Ma l’incipit di Retablo, dicevo, è sul gradino più alto del podio. Eccolo: «Rosalia. Rosa e lia. Rosa che ha inebriato, rosa che ha confuso, rosa che ha sventato, rosa che ha roso, il mio cervello s’è mangiato. Rosa che non è rosa, rosa che è datura, gelsomino, bàlico e viola; rosa che è pomelia, magnolia, zàgara e cardenia. Poi il tramonto, al vespero, quando nel cielo appare la sfera d’opalina, e l’aere sfervora, cala misericordia di frescura e la brezza del mare valica il cancello del giardino, scorre fra colonnette e palme del chiostro in clausura, coglie, coinvolge, spande odorosi fiati, olezzi distillati, balsami grommosi. Rosa che punto m’ha, ahi!, con la sua spina velenosa in su nel cuore. Lia che m’ha liato la vita come il cedro o la lumia il dente, liana di tormento, catena di bagno sempiterno, libame oppioso, licore affatturato, letale pozione, lilio dell’inferno che credei divino, lima che sordamente mi corrose l’ossa, limaccia che m’invischiò nelle sue spire, lingua che m’attassò come angue che guizza dal pietrame, lioparda imperiosa, lippo dell’alma mia, liquame nero, pece dov’affogai, ahi! per mia dannazione. Corona di delizia e di tormento, serpe che addenta la sua coda, serto senza inizio e senza fine, rosario d’estasi, replica viziosa, bujo precipizio, pozzo di sonnolenza, cieco vagolare, vacua notte senza lume, Rosalia, sangue mio, mia nimica, dove sei?».

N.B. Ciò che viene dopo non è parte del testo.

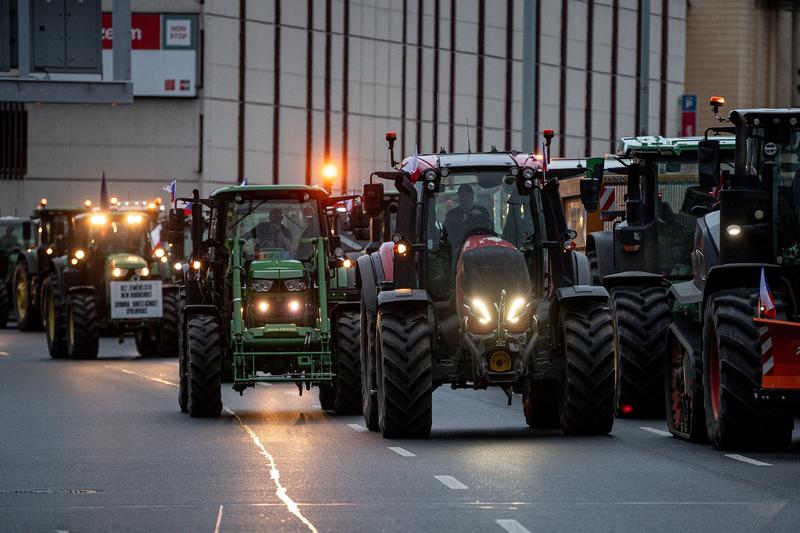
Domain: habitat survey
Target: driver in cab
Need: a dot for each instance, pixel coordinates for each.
(271, 233)
(465, 217)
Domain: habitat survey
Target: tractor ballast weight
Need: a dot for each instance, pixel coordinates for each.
(257, 308)
(731, 372)
(463, 299)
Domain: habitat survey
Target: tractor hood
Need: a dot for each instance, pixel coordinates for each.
(277, 269)
(128, 261)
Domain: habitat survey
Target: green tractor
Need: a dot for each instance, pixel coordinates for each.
(646, 251)
(16, 236)
(33, 263)
(104, 285)
(265, 299)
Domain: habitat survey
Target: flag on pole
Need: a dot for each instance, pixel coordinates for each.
(171, 189)
(412, 166)
(104, 201)
(766, 303)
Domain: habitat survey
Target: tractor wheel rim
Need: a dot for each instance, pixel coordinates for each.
(714, 375)
(22, 298)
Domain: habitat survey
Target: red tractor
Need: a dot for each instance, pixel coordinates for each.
(480, 287)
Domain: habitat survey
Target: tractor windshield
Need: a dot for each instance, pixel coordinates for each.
(678, 194)
(274, 228)
(777, 153)
(470, 203)
(118, 233)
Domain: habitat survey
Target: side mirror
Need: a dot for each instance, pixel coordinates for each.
(590, 186)
(373, 199)
(708, 163)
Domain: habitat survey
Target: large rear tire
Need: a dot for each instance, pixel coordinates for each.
(732, 371)
(587, 401)
(369, 386)
(83, 334)
(5, 305)
(347, 390)
(28, 316)
(683, 381)
(641, 320)
(55, 320)
(204, 374)
(405, 386)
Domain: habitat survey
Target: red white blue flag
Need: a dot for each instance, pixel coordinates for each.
(766, 303)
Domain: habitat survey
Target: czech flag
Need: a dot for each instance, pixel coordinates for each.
(412, 166)
(171, 188)
(766, 303)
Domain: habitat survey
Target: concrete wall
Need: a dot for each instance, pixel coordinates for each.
(142, 146)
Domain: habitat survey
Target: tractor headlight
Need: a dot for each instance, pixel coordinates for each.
(518, 307)
(480, 310)
(261, 285)
(295, 285)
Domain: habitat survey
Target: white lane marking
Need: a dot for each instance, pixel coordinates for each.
(655, 431)
(219, 519)
(742, 458)
(512, 526)
(451, 482)
(401, 451)
(156, 380)
(274, 474)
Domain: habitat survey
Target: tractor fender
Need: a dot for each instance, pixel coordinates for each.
(732, 275)
(633, 277)
(602, 242)
(401, 296)
(582, 271)
(368, 282)
(576, 295)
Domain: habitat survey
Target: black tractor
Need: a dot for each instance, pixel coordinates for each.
(731, 372)
(480, 287)
(645, 251)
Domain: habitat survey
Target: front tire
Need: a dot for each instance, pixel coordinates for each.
(28, 318)
(732, 371)
(405, 386)
(55, 321)
(641, 320)
(204, 373)
(82, 332)
(587, 401)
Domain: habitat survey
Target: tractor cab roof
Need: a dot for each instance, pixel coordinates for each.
(476, 161)
(270, 191)
(749, 117)
(668, 146)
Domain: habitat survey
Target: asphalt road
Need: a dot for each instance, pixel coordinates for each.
(101, 446)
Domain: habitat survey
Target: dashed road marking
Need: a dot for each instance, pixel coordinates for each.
(451, 482)
(655, 431)
(512, 526)
(219, 519)
(156, 380)
(742, 458)
(274, 474)
(401, 451)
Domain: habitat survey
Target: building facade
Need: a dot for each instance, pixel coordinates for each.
(283, 87)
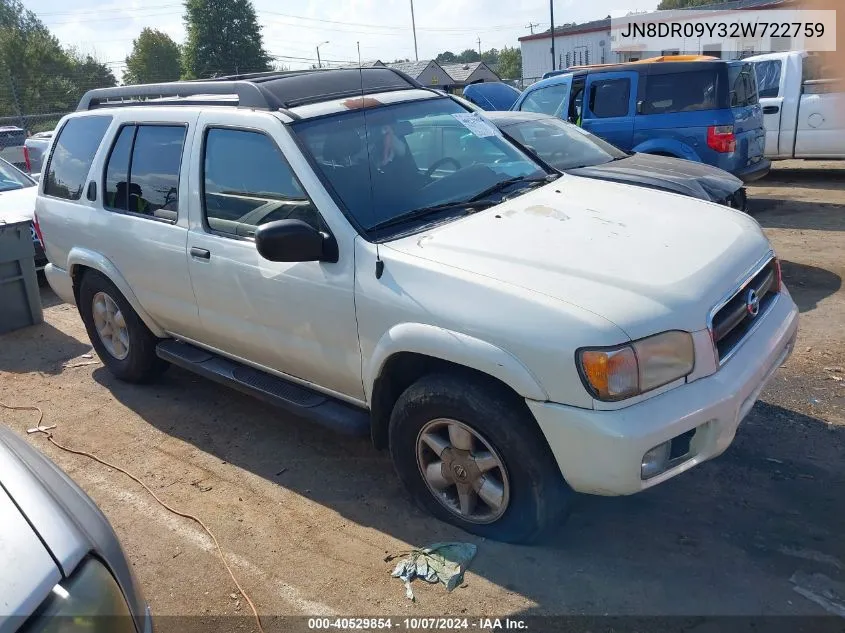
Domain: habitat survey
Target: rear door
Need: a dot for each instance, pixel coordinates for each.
(770, 94)
(608, 110)
(747, 113)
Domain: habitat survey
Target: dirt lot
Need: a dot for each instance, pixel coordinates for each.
(306, 517)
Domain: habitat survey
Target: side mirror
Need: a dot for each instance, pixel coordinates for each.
(294, 241)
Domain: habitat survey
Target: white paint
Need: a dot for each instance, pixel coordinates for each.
(184, 528)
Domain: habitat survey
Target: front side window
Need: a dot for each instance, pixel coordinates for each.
(563, 145)
(72, 155)
(680, 92)
(392, 160)
(609, 97)
(142, 173)
(768, 77)
(545, 100)
(248, 182)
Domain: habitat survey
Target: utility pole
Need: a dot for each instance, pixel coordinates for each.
(552, 18)
(414, 28)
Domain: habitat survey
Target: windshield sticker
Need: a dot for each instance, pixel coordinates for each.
(475, 124)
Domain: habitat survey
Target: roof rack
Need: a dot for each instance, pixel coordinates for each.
(275, 90)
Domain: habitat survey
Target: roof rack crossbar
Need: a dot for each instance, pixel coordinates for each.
(250, 95)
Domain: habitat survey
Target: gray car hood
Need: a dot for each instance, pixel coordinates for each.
(671, 174)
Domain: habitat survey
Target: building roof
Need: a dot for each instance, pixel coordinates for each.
(462, 71)
(604, 24)
(412, 69)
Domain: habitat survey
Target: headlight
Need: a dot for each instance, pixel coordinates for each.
(90, 601)
(616, 373)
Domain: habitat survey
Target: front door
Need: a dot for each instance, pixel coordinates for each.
(608, 109)
(293, 318)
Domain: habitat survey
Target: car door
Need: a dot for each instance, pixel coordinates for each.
(296, 319)
(770, 95)
(608, 108)
(552, 99)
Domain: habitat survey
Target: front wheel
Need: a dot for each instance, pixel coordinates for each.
(472, 455)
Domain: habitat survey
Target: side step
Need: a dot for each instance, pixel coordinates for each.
(302, 401)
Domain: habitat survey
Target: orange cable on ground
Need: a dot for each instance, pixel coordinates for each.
(147, 488)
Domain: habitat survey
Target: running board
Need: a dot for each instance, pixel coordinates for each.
(302, 401)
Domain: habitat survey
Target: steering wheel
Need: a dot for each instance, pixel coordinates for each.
(442, 161)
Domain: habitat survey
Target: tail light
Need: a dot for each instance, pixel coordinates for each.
(37, 228)
(721, 138)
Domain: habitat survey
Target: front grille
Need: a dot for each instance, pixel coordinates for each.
(734, 320)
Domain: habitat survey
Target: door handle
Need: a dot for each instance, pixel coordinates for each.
(200, 253)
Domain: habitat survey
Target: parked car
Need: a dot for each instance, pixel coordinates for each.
(512, 335)
(63, 567)
(17, 203)
(492, 95)
(803, 106)
(705, 110)
(573, 150)
(12, 147)
(37, 146)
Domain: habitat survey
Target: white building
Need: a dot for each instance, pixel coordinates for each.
(591, 43)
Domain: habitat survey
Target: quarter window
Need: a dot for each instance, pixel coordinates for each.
(142, 174)
(248, 183)
(609, 97)
(72, 155)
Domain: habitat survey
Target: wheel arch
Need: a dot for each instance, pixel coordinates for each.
(81, 260)
(409, 351)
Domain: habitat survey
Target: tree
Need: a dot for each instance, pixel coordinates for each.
(510, 63)
(155, 57)
(224, 38)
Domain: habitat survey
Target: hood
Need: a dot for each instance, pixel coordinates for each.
(17, 205)
(646, 260)
(663, 172)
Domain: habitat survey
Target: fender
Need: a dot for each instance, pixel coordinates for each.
(454, 347)
(669, 146)
(92, 259)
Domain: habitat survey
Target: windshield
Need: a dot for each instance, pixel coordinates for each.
(563, 145)
(12, 178)
(411, 156)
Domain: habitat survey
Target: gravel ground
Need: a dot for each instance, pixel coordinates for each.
(306, 517)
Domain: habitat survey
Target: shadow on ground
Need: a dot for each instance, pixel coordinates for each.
(779, 488)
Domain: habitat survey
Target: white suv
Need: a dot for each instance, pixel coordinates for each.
(363, 251)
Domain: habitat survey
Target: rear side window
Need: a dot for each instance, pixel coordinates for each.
(609, 97)
(248, 182)
(768, 78)
(142, 174)
(743, 85)
(545, 100)
(72, 156)
(680, 92)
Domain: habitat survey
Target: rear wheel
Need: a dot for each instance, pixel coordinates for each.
(122, 341)
(472, 455)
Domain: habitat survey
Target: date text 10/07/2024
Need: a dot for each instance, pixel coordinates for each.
(418, 624)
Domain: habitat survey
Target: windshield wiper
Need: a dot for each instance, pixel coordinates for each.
(417, 214)
(504, 184)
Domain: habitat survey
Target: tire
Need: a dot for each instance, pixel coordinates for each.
(536, 498)
(140, 363)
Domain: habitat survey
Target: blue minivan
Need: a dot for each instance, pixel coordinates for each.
(704, 110)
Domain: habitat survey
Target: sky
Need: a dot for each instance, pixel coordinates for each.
(293, 30)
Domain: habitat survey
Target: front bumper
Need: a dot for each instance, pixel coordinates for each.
(600, 452)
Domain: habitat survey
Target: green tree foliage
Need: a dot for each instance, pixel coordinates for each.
(37, 76)
(510, 63)
(224, 38)
(155, 57)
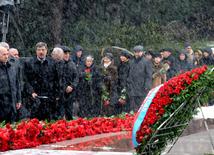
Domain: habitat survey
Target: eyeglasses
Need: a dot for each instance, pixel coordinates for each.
(40, 49)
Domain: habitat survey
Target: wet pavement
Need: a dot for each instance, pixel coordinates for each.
(193, 141)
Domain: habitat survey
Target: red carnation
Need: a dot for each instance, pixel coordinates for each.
(161, 111)
(121, 101)
(107, 102)
(148, 131)
(188, 73)
(195, 77)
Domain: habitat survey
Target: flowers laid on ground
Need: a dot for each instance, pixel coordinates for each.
(168, 98)
(162, 71)
(123, 96)
(89, 78)
(105, 95)
(33, 132)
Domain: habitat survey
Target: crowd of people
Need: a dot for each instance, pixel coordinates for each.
(56, 84)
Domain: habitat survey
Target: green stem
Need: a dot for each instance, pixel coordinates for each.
(92, 97)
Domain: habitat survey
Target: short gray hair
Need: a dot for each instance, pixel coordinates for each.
(57, 51)
(4, 44)
(90, 57)
(13, 49)
(41, 44)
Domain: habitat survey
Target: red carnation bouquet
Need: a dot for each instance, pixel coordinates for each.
(89, 79)
(168, 98)
(123, 96)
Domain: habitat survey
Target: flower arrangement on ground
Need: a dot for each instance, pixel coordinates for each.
(168, 98)
(34, 132)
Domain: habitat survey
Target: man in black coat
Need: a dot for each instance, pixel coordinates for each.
(69, 79)
(10, 94)
(139, 79)
(183, 62)
(42, 83)
(167, 55)
(123, 72)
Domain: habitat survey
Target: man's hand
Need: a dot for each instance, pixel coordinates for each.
(69, 89)
(18, 105)
(34, 95)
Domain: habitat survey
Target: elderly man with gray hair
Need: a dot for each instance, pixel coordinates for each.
(42, 83)
(139, 79)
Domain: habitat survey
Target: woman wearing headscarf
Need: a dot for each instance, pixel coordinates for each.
(158, 76)
(89, 89)
(110, 78)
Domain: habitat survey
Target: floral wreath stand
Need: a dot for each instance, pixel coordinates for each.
(177, 125)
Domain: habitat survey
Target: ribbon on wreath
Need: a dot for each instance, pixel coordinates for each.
(139, 117)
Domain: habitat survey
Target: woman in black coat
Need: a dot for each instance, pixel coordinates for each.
(89, 107)
(110, 77)
(207, 58)
(123, 72)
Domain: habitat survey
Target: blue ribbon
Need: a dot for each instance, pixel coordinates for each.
(142, 114)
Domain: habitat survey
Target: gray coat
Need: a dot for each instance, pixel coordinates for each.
(140, 76)
(10, 93)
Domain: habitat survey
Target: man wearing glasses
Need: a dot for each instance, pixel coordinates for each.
(41, 83)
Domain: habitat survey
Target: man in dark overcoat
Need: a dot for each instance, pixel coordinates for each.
(10, 94)
(42, 83)
(139, 79)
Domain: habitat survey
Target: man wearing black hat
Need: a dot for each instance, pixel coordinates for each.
(139, 79)
(190, 53)
(169, 72)
(123, 72)
(167, 55)
(68, 82)
(110, 79)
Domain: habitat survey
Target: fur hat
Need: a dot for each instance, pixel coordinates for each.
(186, 45)
(108, 55)
(156, 55)
(167, 49)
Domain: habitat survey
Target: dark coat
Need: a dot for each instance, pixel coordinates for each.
(123, 72)
(42, 78)
(78, 61)
(69, 76)
(170, 74)
(140, 76)
(14, 61)
(86, 107)
(110, 77)
(173, 64)
(209, 61)
(185, 65)
(10, 93)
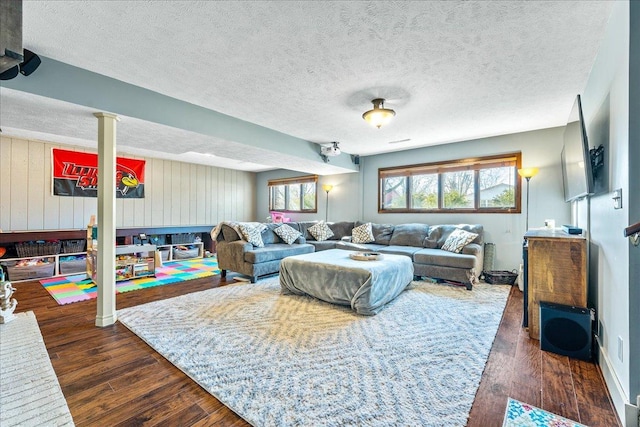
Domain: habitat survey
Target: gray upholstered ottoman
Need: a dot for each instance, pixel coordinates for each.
(334, 277)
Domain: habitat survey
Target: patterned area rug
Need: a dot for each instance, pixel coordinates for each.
(286, 360)
(30, 394)
(68, 289)
(520, 414)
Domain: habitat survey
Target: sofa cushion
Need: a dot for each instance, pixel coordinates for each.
(269, 236)
(324, 245)
(303, 227)
(443, 258)
(381, 232)
(251, 234)
(229, 234)
(440, 233)
(275, 252)
(287, 233)
(457, 240)
(362, 234)
(320, 231)
(409, 235)
(340, 229)
(400, 250)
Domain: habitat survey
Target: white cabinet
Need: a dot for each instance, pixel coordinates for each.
(43, 266)
(132, 262)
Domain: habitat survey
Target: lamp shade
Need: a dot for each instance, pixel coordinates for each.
(528, 172)
(379, 115)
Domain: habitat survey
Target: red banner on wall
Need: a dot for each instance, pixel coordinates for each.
(76, 174)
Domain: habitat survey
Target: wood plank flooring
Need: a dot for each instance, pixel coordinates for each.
(112, 378)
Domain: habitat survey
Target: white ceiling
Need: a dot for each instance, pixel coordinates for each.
(452, 70)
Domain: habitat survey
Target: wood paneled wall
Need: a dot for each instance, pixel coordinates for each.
(176, 193)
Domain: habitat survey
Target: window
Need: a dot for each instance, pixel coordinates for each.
(486, 184)
(293, 194)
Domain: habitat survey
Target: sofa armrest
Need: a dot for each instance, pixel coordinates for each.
(472, 249)
(231, 254)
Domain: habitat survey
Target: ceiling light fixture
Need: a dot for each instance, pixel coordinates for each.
(379, 115)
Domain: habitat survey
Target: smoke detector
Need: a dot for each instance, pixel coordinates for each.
(329, 150)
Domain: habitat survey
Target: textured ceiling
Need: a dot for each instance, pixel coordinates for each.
(451, 70)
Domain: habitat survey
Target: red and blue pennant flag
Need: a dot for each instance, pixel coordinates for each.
(75, 174)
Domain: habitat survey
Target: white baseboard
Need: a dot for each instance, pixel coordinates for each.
(618, 396)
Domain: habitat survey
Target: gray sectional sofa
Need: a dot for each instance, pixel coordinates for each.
(421, 242)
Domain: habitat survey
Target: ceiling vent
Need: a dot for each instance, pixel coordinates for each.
(11, 34)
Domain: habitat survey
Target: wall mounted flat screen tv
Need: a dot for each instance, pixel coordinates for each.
(577, 174)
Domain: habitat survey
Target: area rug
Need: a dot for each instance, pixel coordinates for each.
(287, 360)
(520, 414)
(68, 289)
(30, 394)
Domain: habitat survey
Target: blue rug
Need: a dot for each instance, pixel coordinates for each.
(521, 414)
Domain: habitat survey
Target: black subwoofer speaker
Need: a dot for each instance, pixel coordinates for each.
(565, 330)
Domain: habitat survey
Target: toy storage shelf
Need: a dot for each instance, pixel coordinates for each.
(132, 262)
(51, 266)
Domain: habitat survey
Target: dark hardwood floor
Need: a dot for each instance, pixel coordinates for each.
(112, 378)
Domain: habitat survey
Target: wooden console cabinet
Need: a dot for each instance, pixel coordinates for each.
(557, 272)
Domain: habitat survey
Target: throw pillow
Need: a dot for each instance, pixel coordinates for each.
(320, 231)
(362, 234)
(287, 233)
(252, 235)
(457, 240)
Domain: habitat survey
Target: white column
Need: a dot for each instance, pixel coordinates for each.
(106, 273)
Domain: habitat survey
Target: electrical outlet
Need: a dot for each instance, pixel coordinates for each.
(600, 333)
(617, 198)
(620, 349)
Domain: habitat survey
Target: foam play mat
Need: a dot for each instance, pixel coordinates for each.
(78, 287)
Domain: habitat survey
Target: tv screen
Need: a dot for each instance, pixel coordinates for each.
(576, 160)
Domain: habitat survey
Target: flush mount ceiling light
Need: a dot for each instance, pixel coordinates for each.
(379, 115)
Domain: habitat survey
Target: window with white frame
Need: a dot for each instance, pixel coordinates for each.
(294, 194)
(485, 185)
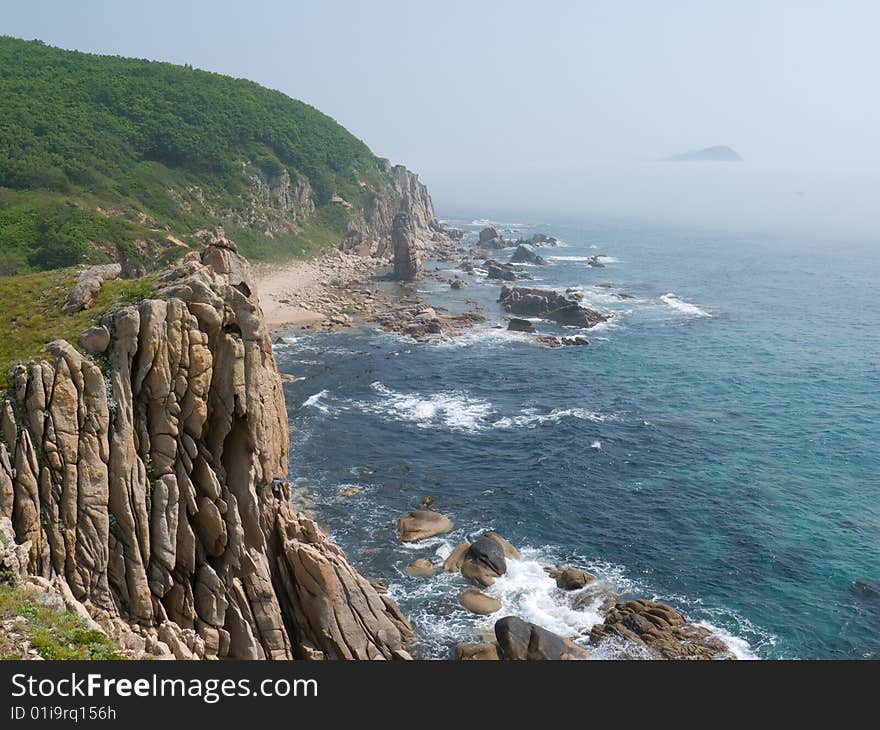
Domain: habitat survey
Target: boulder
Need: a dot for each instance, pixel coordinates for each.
(660, 630)
(525, 254)
(421, 524)
(420, 568)
(519, 640)
(476, 601)
(466, 652)
(547, 304)
(520, 325)
(572, 579)
(491, 238)
(484, 561)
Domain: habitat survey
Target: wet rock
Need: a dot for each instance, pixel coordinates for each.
(660, 630)
(547, 304)
(520, 325)
(453, 563)
(520, 641)
(421, 524)
(525, 254)
(484, 561)
(477, 652)
(571, 579)
(420, 568)
(478, 602)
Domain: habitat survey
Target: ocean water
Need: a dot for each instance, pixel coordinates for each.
(717, 446)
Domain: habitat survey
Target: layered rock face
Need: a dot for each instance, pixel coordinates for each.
(151, 488)
(372, 236)
(407, 265)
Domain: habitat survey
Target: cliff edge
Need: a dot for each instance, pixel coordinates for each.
(145, 485)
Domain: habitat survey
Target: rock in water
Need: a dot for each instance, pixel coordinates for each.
(420, 568)
(159, 504)
(421, 524)
(520, 641)
(476, 652)
(520, 325)
(407, 265)
(478, 602)
(490, 238)
(547, 305)
(525, 254)
(660, 630)
(484, 561)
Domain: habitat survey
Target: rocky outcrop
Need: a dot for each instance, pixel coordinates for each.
(548, 304)
(519, 640)
(659, 630)
(421, 524)
(407, 265)
(491, 238)
(87, 286)
(525, 254)
(152, 490)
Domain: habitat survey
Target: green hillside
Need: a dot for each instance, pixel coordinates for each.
(113, 158)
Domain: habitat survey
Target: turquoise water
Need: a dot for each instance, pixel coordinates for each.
(716, 446)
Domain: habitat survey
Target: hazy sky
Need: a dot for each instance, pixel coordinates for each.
(473, 94)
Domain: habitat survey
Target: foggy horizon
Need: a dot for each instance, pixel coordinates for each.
(560, 109)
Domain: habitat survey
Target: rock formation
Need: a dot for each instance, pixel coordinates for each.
(151, 490)
(548, 305)
(407, 265)
(659, 630)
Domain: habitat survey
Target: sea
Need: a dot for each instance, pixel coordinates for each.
(715, 447)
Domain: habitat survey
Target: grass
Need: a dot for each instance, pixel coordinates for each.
(54, 635)
(31, 317)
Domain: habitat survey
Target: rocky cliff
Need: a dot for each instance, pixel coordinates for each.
(145, 485)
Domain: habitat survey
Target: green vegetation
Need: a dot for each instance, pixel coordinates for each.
(55, 635)
(31, 313)
(98, 153)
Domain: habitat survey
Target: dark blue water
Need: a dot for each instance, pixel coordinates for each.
(716, 447)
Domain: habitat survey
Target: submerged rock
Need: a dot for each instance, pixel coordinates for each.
(548, 304)
(525, 254)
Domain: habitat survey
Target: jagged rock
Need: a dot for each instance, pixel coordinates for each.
(525, 254)
(520, 641)
(490, 238)
(153, 498)
(87, 286)
(548, 305)
(477, 652)
(505, 272)
(659, 629)
(520, 325)
(407, 265)
(421, 524)
(478, 602)
(95, 340)
(420, 568)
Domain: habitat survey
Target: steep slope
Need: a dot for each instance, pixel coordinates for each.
(144, 485)
(107, 158)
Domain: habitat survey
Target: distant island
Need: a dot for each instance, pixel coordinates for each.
(719, 153)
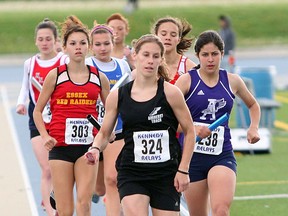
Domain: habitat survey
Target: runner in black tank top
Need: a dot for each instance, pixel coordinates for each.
(141, 117)
(151, 170)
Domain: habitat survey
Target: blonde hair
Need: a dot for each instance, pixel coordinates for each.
(70, 25)
(118, 16)
(183, 30)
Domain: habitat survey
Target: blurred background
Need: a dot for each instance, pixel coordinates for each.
(260, 56)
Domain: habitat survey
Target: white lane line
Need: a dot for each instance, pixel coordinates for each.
(21, 160)
(270, 196)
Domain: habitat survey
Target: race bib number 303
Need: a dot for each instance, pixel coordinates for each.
(151, 146)
(78, 131)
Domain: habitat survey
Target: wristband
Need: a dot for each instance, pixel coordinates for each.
(183, 172)
(94, 147)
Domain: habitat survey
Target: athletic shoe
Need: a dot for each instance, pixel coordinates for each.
(95, 198)
(52, 200)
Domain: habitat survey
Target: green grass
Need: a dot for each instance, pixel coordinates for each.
(264, 174)
(254, 24)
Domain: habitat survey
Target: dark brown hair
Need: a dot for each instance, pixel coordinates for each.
(150, 38)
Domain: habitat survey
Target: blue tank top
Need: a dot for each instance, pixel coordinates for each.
(208, 104)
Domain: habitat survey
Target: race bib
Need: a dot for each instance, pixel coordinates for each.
(212, 144)
(151, 146)
(101, 111)
(78, 131)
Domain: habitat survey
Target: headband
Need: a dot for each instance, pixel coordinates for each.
(102, 27)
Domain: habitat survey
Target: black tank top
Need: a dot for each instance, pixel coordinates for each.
(151, 148)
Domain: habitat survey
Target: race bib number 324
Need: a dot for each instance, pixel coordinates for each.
(151, 146)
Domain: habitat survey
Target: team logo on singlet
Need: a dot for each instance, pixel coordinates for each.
(213, 107)
(39, 78)
(154, 117)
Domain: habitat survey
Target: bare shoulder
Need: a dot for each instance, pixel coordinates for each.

È una scrittura rapinosa e avvincente che mi porta l’isola bedda, beddissima, dentro casa, sotto le lenzuola, davanti allo specchio mentre mi rado e penso che non ci sia spettacolo più bello al mondo di un’emozione che si traduce, che parte dall’angolo più intimo e buio di uno scrittore e, attraverso un lungo viaggio di parole, giunge talvolta a sfiorare il tuo, talaltra a penetrarvi prepotentemente per restarci dentro, dentro le tue viscere. Per sempre.